Adı Hanzade Doğan Boyner...
Sema ve Aydın Doğan’ın üçüncü kızları...
Evet zengin ve başarılı bir babanın kızıydı...
Ama başarısı, “babasının kızı” olmaktan geçmedi...
Kendisi başardı...
O yüzden ne “babasının kızı” ne de “patronumun kızıdır” kompleksine kapılmadan yazmak geldi içimden.
Dünya Kadınlar günü arifesinde başarılı bir kadın portresi anlatmak istedim.
Başarmak için babayla savaşmak da gerekebilir
“BEN Doğan Ailesi’nin garaj çocuğuyum...”
Kürsüdeki genç kadın bu sözleri söylediği an, karşısındaki genç dinleyiciler arasında bir kıpırdanma başladı.
Birkaç kişiden başlayan alkış, bir anda salona yayıldı. Salondan atılan tweet’ler hızla yayıldı.
Kürsüdeki genç kadın, Aydın Doğan’ın üçüncü kızı Hanzade Doğan Boyner’di... Boğaziçi Üniversitesi İşletme Fakültesi öğrencilerinin daveti üzerine konuşuyordu.
AYDIN DOĞAN’IN KIZI GARAJ ÇOCUĞU OLUR MU
“Garaj çocuğu” ve Doğan Ailesi’nin bir üyesi...
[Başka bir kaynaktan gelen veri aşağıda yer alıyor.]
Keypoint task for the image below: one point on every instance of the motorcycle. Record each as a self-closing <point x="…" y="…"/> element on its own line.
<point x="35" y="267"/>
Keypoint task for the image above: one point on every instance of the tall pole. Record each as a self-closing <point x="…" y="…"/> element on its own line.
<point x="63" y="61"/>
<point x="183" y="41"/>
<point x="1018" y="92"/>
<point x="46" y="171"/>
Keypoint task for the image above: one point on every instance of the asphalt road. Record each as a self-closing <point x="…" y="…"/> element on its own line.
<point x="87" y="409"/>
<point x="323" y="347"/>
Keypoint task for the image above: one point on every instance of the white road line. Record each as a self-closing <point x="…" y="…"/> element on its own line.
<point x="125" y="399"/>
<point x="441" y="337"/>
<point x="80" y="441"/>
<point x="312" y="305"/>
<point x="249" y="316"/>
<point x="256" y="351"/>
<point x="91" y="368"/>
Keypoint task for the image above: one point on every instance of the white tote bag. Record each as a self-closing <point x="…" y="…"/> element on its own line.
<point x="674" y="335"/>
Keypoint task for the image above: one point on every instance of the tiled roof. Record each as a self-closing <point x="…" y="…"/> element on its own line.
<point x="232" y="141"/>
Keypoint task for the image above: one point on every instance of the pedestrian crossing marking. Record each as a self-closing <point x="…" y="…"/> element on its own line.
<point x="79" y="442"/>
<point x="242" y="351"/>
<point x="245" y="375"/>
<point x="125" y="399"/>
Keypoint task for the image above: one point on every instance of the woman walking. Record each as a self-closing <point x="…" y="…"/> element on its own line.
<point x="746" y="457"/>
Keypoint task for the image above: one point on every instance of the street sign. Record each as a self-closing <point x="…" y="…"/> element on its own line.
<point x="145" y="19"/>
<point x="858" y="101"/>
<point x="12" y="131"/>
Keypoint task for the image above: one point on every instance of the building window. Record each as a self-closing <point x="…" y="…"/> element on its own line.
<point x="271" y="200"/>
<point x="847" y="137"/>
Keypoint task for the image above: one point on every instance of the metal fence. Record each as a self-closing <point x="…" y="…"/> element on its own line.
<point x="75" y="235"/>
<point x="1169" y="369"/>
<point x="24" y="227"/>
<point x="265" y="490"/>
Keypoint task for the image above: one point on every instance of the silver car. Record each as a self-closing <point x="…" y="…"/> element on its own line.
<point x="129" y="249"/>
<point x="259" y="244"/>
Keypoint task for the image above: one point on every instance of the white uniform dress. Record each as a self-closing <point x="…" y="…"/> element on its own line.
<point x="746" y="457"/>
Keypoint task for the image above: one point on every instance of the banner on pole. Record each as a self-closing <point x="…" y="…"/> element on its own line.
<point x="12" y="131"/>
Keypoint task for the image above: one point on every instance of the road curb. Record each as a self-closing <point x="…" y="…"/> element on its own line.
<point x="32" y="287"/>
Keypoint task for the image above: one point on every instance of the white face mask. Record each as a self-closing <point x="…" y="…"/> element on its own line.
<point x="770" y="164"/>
İlk bakışta bir oksimoron gibi gözüküyordu.
Silikon Vadisi’nin garaj çocukları, Harvard’dan gelirdi, Stanford’dan gelirdi. Ama içlerinde, Doğan Ailesi’ninki gibi Amerika’nın bir numaralı medya grubundan gelen bir çocuk yoktu.
Hanzade Doğan Boyner kendisi için bu ifadeyi çok rahat bir şekilde söylemiş, yetinmeyip üstüne basa basa bir kere daha tekrarlamıştı. Oysa aynı kadın sözlerine, “Ben dünyaya şanslı bir çocuk olarak geldim. Babamın adı Aydın Doğan’dı” diyerek başlamıştı.
Aydın Doğan’ın alt kattaki garajında değil, mükellef üst odalarında doğmuştu. Çocukluğunu o imkânlarla geçirmiş, okumuştu.
Ama kendisi için “garaj çocuğu” ifadesini kullanmakta hiçbir sakınca görmemişti. Üst katlarda doğmuş, ama işe bir medya imparatorluğunun bodrumundan, yani garajından başlamıştı.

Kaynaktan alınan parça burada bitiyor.